O dinamarquês Jonas Vingegaard (Visma-Lease a Bike) continua em segundo, a 3.36 m, enquanto o belga Remco Evenepoel (Red Bull-BORA-hansgrohe) ocupa o terceiro degrau do pódio, a 4.06 m do tetravencedor do Tour.

Para o pódio, Tim Merlier levou o filho pequeno, mas não apenas para que este, ainda que bastante novo, possa um dia recordar o momento de festa da vitória do pai. Na tenda de espera da cerimónia, o belga quis que Jules pudesse pedir um autógrafo a Pogacar. Só que, no momento, o pequeno envergonhou-se. «Queres um autógrafo do Pogi?». O esloveno não perdeu tempo e assinou a camisola e o chapéu da Soudal-Quick Step de Jules.

«A visita da minha companheira [Cameron Vandenbroucke] e do meu filho Jules foi uma motivação extra para tentar conquistar a vitória. O Jules ainda é jovem, mas certamente vai lembrar-se desta vitória. Tentamos ganhar por eles, e foi especial tê-los aqui. Isso não acontece sempre. Estou muito contente. Esta manhã, até estava um pouco mais nervoso», foi contando Tim.

«Uma tripla vitória no Tour é algo realmente incrível. No ano passado perdi algumas oportunidades, mas agora isto compensa largamente e com folga. Durante a etapa, praticamente não senti nervosismo. Ainda estava calor, mas não sofri tanto como nos últimos dias. Quando cheguei ao cume na subida final, senti-me ainda mais determinado a tentar o sprint. Também tive um problema com o meu rádio», revelou Merlier sobre o facto de ter perdido a ligação com o carro da equipa.

Só que algo compensou essa falha técnica. «Hoje a comunicação entre nós foi muito melhor. O Jasper Stuyven manteve-se calmo, seguindo as minhas indicações, e eu simplesmente tive um bom dia. Além disso, sabia que este final me favorecia», acabou por confessar.

Quanto a Pogacar, preferiu, como era esperado, poupar forças para outras batalhas mais duras que se avizinham.
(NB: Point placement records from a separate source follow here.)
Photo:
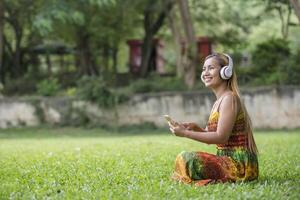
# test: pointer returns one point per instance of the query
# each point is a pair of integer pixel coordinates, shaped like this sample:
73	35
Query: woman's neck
220	90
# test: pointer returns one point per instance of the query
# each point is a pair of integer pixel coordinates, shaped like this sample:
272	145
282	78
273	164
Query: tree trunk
86	64
1	40
17	54
151	27
296	6
49	64
191	50
177	37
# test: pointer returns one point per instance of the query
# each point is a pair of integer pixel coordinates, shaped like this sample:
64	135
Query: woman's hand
177	129
191	126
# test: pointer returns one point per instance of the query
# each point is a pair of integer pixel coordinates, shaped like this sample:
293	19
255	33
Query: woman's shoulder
230	101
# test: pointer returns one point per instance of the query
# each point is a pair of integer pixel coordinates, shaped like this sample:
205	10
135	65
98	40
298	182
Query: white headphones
226	71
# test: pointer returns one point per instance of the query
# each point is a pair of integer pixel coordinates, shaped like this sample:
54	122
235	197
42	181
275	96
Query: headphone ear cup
222	72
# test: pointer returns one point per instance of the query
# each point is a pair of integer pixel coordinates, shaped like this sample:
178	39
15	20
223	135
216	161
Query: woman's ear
202	78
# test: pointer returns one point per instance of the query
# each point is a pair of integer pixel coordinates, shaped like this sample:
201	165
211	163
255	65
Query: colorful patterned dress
233	161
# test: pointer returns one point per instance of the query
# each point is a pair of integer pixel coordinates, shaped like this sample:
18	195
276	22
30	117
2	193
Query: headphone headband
226	71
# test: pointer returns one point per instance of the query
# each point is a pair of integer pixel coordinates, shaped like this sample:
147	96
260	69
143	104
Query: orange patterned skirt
228	165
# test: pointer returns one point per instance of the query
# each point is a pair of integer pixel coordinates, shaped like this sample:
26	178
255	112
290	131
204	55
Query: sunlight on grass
92	164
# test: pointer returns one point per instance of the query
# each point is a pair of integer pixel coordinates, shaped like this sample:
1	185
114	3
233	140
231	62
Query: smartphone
168	118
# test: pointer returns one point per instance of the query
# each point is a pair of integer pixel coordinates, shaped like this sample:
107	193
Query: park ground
78	163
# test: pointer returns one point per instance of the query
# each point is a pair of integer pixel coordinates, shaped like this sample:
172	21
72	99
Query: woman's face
211	73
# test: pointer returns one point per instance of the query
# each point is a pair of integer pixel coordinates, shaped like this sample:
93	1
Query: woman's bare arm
227	116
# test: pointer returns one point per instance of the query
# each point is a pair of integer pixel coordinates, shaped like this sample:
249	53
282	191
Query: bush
94	89
48	87
270	60
157	84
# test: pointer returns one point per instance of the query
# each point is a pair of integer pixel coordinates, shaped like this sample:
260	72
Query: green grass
69	163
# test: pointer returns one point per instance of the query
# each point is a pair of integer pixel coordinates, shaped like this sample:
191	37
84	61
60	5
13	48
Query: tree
177	38
296	7
18	34
95	28
190	54
154	14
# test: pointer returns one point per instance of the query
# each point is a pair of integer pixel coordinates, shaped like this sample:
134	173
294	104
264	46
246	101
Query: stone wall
268	107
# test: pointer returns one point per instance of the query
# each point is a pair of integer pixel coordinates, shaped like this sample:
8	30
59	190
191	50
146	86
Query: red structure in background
135	56
204	47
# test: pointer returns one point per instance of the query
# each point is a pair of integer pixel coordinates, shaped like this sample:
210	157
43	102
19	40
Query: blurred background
57	55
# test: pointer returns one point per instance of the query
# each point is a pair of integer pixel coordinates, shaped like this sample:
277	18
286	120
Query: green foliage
293	69
157	84
270	60
20	86
73	163
48	87
94	89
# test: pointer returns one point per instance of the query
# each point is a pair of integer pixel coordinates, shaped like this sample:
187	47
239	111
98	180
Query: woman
229	127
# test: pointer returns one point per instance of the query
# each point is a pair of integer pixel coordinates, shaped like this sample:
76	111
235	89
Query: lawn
74	163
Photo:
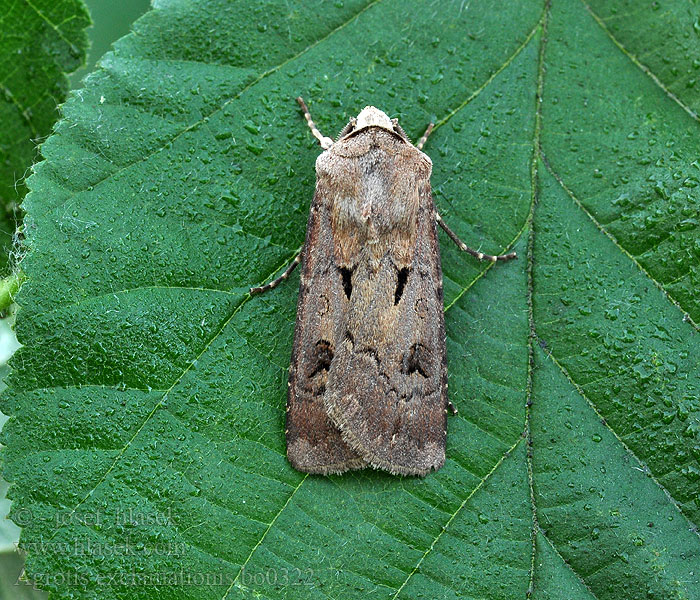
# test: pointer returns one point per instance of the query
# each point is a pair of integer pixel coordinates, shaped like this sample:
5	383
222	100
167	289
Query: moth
368	377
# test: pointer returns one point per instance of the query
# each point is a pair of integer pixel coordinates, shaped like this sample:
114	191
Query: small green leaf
151	386
42	41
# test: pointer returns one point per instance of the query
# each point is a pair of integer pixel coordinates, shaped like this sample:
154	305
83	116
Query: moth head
372	117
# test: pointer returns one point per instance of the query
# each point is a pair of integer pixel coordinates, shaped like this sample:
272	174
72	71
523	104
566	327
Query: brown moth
368	377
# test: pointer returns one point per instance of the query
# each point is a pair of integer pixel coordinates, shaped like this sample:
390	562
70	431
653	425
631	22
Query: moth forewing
368	377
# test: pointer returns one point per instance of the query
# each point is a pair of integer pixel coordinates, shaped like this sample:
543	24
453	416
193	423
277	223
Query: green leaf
152	386
42	41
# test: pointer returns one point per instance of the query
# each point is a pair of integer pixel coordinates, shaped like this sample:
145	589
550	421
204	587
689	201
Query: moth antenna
325	142
421	142
475	253
275	282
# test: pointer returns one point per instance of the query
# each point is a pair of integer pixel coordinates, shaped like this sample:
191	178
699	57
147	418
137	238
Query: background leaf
42	41
148	399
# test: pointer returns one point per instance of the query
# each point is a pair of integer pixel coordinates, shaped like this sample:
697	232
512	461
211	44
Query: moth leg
325	142
421	142
275	282
462	246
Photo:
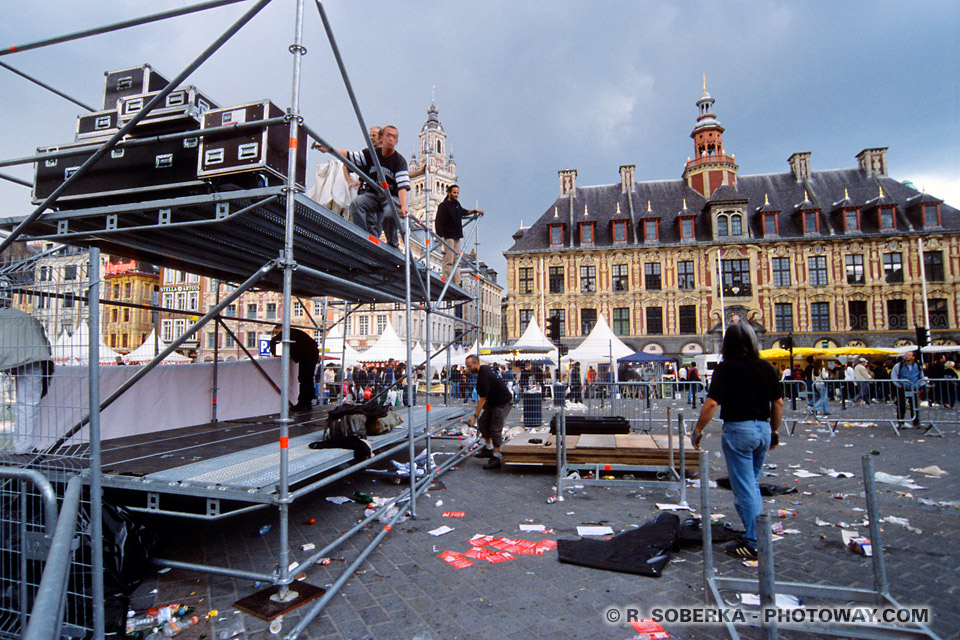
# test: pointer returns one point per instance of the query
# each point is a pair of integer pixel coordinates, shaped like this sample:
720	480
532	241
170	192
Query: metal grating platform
230	235
259	468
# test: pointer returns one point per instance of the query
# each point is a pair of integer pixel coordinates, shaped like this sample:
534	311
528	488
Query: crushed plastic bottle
173	627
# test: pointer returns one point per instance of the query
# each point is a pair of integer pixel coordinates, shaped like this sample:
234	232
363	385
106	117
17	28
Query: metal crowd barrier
47	616
768	588
834	403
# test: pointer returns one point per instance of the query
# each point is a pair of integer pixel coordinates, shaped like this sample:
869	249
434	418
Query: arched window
736	225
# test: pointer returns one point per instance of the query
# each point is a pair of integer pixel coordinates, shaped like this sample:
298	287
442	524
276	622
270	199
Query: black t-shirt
744	389
492	387
449	223
394	169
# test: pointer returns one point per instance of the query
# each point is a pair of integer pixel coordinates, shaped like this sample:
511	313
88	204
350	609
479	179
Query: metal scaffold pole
297	49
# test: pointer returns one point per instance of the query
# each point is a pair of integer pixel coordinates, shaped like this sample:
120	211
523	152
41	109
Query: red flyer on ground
454	559
494	558
477	553
480	541
648	630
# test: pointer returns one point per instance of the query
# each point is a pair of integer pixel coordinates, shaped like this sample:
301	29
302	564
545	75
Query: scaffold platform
229	235
224	464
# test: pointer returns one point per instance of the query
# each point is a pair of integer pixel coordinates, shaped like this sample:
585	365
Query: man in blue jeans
493	407
748	391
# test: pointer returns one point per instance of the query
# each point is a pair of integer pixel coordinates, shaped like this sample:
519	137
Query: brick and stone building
835	257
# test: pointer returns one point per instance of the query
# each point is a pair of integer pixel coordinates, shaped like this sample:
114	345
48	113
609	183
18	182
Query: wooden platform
633	449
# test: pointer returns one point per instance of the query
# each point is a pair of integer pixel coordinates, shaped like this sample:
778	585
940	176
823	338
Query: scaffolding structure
271	237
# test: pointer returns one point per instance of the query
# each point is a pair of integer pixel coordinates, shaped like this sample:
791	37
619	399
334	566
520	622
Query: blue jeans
822	398
745	446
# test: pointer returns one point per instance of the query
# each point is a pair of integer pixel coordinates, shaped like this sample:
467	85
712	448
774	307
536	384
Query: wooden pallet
634	449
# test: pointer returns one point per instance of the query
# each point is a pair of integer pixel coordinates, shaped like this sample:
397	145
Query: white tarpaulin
337	347
602	345
149	350
388	345
534	337
331	188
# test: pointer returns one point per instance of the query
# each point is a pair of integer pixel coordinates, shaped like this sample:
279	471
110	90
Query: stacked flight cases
128	173
249	158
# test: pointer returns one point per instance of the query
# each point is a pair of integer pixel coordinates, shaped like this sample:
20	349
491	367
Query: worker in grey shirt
25	354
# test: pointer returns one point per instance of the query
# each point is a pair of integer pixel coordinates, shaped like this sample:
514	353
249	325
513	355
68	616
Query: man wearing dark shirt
371	210
449	226
493	407
305	353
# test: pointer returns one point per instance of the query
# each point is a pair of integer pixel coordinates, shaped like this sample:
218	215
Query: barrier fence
868	403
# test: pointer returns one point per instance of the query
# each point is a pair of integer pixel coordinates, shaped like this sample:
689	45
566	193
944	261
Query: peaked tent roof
388	345
598	346
534	337
149	350
337	346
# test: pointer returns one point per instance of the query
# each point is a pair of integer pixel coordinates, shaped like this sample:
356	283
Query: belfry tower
711	167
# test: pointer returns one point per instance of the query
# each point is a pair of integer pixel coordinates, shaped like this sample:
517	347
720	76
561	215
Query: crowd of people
904	382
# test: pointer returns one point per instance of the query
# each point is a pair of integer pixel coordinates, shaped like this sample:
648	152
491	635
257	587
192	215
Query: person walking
303	351
25	354
493	407
748	393
908	378
449	226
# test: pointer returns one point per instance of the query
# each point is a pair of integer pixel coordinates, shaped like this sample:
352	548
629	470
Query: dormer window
586	232
556	235
729	224
770	225
851	220
619	230
886	218
651	229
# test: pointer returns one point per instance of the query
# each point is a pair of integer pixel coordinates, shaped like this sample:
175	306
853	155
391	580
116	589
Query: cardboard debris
833	473
594	531
439	531
902	481
933	470
454	559
673	507
903	522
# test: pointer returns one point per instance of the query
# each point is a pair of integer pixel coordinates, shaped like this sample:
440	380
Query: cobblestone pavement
403	590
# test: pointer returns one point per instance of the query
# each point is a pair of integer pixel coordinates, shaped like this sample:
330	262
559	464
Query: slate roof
824	189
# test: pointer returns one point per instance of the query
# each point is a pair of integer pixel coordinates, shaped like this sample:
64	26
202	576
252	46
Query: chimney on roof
626	177
800	165
873	161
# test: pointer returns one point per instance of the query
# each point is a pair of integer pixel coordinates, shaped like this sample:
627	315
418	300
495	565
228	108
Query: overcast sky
525	89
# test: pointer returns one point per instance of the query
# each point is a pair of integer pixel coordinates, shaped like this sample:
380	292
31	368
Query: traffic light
553	328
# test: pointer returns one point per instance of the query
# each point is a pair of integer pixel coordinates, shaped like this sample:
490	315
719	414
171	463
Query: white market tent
534	337
602	345
388	345
74	350
60	350
337	347
149	350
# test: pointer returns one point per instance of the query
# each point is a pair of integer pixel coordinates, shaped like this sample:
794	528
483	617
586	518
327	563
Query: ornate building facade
834	258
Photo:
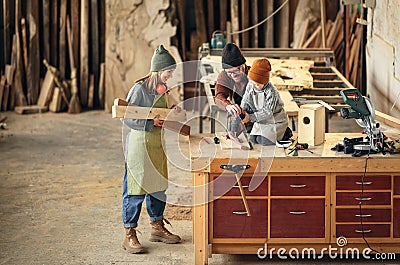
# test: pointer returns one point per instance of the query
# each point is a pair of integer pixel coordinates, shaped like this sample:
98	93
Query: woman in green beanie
146	174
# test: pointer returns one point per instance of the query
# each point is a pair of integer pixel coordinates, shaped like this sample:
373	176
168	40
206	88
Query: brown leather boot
131	243
161	234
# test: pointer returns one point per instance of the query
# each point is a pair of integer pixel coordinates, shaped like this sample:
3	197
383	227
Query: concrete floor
60	193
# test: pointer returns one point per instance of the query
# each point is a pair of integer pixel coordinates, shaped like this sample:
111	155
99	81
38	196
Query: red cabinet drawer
298	186
397	185
297	218
367	215
230	219
227	185
370	183
370	230
396	217
368	198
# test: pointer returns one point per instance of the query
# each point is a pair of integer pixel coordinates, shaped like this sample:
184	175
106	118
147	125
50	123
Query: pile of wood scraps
174	119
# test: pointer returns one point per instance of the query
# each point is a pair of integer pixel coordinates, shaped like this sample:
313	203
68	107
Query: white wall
383	56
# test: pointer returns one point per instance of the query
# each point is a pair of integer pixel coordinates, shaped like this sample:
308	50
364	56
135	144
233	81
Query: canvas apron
146	159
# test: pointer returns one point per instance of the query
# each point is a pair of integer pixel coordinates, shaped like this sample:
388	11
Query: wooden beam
235	20
46	29
245	23
95	51
62	51
269	28
254	21
84	55
7	31
54	32
30	109
33	75
387	119
223	12
74	16
323	22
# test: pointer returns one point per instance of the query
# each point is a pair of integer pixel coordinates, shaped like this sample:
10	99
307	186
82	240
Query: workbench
309	201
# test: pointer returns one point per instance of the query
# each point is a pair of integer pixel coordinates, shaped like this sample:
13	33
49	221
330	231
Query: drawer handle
363	231
363	215
297	213
298	186
240	213
365	183
363	199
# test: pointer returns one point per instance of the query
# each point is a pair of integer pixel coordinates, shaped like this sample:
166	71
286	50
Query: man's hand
233	109
246	118
157	121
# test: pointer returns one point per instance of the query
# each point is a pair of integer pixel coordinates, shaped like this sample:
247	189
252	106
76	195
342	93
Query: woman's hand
233	109
246	118
157	121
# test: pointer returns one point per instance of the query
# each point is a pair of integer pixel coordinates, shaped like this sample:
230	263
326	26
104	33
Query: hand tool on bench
236	169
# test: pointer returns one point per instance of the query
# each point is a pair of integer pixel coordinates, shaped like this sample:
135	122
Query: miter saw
363	111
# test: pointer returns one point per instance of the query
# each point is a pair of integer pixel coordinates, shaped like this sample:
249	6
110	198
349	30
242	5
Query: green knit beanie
161	60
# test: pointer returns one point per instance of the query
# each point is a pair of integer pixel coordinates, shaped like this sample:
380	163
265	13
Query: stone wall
134	28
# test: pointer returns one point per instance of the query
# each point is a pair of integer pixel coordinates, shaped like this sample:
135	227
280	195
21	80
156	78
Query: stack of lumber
34	33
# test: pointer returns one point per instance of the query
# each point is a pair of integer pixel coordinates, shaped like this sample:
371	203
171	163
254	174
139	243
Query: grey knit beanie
161	60
232	56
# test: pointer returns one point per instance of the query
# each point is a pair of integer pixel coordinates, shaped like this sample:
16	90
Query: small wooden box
311	124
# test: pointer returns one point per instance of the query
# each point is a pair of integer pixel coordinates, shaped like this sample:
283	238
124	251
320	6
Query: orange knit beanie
260	71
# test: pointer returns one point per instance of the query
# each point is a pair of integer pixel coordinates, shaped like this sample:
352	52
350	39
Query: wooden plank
30	109
33	74
223	12
55	103
210	16
254	21
91	91
46	90
328	83
54	32
245	23
74	15
290	106
2	88
102	83
7	31
387	119
95	53
283	25
62	50
46	29
136	112
84	59
269	29
235	20
323	22
18	92
6	95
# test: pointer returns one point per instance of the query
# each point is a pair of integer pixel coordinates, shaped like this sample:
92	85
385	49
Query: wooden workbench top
207	156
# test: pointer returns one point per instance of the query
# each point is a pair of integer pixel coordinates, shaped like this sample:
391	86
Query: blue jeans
132	205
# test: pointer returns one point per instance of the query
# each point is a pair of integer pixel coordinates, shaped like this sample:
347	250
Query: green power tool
363	111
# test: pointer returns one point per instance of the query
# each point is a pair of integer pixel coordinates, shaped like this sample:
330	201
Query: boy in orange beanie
264	106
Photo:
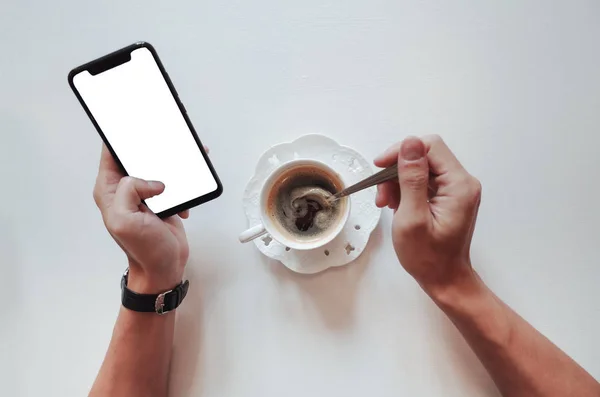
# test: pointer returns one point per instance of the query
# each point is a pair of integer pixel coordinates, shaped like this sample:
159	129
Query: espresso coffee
298	205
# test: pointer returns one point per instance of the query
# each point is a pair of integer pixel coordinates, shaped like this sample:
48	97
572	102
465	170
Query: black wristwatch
148	303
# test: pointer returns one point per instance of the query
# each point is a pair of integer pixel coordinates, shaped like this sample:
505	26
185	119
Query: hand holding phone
157	249
132	103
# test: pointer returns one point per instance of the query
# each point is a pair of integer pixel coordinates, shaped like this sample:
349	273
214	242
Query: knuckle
476	189
414	225
96	195
117	225
470	189
433	139
415	178
126	183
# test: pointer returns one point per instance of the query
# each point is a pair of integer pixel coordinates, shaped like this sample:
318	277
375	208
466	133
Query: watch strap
147	303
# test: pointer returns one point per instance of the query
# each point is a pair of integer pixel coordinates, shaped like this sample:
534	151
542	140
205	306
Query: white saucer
364	215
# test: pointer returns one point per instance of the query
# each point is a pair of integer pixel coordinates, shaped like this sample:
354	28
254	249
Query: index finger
440	157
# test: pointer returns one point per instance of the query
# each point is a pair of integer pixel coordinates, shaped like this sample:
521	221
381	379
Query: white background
512	86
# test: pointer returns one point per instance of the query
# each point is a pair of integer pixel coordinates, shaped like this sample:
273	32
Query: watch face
158	303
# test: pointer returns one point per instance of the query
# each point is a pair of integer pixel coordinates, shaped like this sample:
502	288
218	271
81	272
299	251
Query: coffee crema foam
313	219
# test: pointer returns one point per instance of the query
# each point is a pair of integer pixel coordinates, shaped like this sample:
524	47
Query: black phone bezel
117	58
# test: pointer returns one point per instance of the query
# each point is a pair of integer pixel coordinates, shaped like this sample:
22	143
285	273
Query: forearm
521	361
137	361
139	354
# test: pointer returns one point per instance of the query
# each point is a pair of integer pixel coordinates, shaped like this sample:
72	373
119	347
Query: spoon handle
386	174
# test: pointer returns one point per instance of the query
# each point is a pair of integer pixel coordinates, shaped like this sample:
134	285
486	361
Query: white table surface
512	86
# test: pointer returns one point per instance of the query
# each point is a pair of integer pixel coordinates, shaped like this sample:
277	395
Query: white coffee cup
267	225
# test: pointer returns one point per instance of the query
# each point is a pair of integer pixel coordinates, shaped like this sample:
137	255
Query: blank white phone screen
137	113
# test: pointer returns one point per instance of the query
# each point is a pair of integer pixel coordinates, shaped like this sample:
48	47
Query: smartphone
133	104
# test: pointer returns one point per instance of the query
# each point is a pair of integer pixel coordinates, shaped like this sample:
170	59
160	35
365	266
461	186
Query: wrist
465	285
145	282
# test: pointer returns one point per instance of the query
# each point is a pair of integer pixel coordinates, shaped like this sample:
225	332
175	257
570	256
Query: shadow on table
333	292
188	364
465	369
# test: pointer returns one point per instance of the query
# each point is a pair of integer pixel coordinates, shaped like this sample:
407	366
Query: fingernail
412	149
156	185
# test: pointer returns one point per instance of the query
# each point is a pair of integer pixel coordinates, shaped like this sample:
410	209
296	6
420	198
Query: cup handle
252	233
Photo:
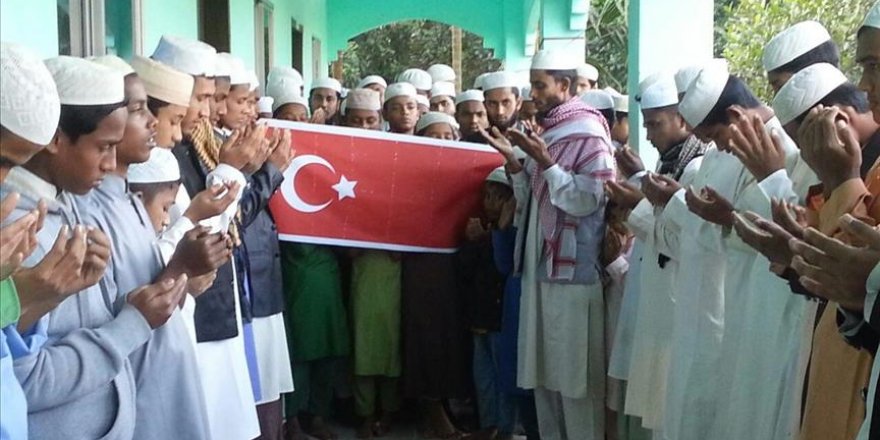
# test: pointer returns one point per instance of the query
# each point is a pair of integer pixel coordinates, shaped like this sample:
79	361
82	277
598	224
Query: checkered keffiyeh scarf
577	136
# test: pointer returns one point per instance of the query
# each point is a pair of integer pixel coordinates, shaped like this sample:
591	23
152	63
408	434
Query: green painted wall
657	43
241	29
486	19
33	23
312	16
175	17
117	35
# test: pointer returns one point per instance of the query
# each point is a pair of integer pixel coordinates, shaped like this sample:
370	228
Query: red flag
372	189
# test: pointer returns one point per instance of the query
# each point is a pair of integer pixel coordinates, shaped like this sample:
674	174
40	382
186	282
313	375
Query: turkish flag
371	189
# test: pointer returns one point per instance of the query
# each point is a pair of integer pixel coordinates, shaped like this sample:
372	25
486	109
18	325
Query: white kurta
617	273
223	367
763	321
646	390
698	321
872	286
622	350
561	336
273	357
232	411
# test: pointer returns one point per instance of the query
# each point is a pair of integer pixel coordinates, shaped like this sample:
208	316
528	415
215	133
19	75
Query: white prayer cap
253	80
598	99
327	83
805	89
432	118
704	93
443	88
873	17
441	72
29	104
264	104
284	97
588	71
222	67
189	56
498	176
238	74
82	82
417	77
502	79
621	102
283	84
554	60
161	167
400	89
363	99
792	43
372	79
658	90
470	95
163	82
423	100
478	81
114	63
685	76
284	72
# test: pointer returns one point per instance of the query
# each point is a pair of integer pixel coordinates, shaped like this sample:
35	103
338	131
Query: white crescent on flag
344	189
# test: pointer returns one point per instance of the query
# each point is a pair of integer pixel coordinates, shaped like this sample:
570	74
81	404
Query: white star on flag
345	188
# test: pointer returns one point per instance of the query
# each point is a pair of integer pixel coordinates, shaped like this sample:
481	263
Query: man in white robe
681	154
561	225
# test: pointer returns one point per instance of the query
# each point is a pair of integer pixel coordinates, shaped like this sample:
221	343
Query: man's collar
31	185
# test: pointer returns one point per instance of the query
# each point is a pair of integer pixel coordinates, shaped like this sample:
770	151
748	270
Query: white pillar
664	34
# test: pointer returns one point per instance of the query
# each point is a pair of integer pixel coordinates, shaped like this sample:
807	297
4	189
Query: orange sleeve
851	197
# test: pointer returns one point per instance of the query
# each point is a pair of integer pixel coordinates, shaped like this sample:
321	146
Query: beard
505	124
475	137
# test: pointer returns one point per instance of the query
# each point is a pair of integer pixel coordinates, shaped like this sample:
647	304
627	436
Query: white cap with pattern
161	167
400	89
442	88
470	95
704	93
417	77
189	56
29	102
805	89
327	83
441	72
432	118
82	82
163	82
793	42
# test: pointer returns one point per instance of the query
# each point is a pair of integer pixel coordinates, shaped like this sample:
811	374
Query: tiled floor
400	432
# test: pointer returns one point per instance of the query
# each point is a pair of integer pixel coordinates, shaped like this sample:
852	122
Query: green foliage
391	49
607	41
749	24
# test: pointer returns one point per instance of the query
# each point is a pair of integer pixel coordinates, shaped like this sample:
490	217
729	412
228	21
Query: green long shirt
10	309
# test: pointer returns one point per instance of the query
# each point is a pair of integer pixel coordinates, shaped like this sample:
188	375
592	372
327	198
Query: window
214	24
263	38
317	70
297	45
98	27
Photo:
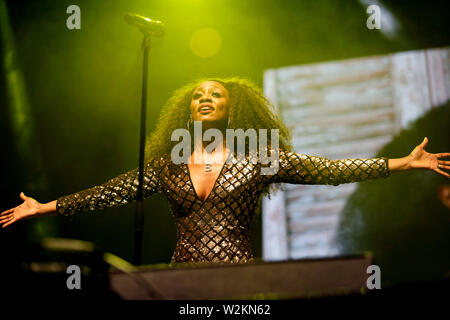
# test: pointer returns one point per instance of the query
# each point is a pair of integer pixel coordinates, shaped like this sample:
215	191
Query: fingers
6	212
445	174
443	154
443	166
7	220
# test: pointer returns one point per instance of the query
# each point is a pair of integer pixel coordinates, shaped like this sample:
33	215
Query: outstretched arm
420	159
304	169
117	191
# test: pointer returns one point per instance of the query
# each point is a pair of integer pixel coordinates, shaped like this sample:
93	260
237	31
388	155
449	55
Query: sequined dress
218	228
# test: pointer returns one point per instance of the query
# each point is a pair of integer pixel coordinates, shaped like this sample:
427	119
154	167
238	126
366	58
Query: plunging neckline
215	181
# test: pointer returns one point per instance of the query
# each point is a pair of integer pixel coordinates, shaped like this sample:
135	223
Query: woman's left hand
420	159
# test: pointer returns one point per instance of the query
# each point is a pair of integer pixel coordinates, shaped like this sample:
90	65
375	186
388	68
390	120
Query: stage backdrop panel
342	109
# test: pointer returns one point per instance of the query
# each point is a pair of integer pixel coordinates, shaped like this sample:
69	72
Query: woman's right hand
28	209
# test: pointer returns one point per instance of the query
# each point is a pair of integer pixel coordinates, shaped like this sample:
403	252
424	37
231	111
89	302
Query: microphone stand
139	213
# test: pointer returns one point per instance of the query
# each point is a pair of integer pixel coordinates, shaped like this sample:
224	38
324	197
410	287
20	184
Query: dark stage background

Mas, pelo meio, ultrapassou o espanhol Miguel Indurain no ranking dos homens que na história do Tour conseguiram estar mais dias vestidos de amarelo. O esloveno, que cumpre a prova pela quinta ocasião aos 27 anos, somou o 61.º dia de amarelo. Agora persegue o belga Eddy Merckx (111) e o francês Bernard Hinault (79).

«Na etapa de amanhã há apenas uma subida e meia perto do final. Acho que vai ser um dia difícil para nós, enquanto equipa, mas o objetivo será aguentar o melhor possível, porque acredito que sábado e domingo serão dias mais importantes para a classificação geral. Vamos ver o que acontece, mas acho que hoje o melhor seria poupar forças para as outras duas etapas», justificou.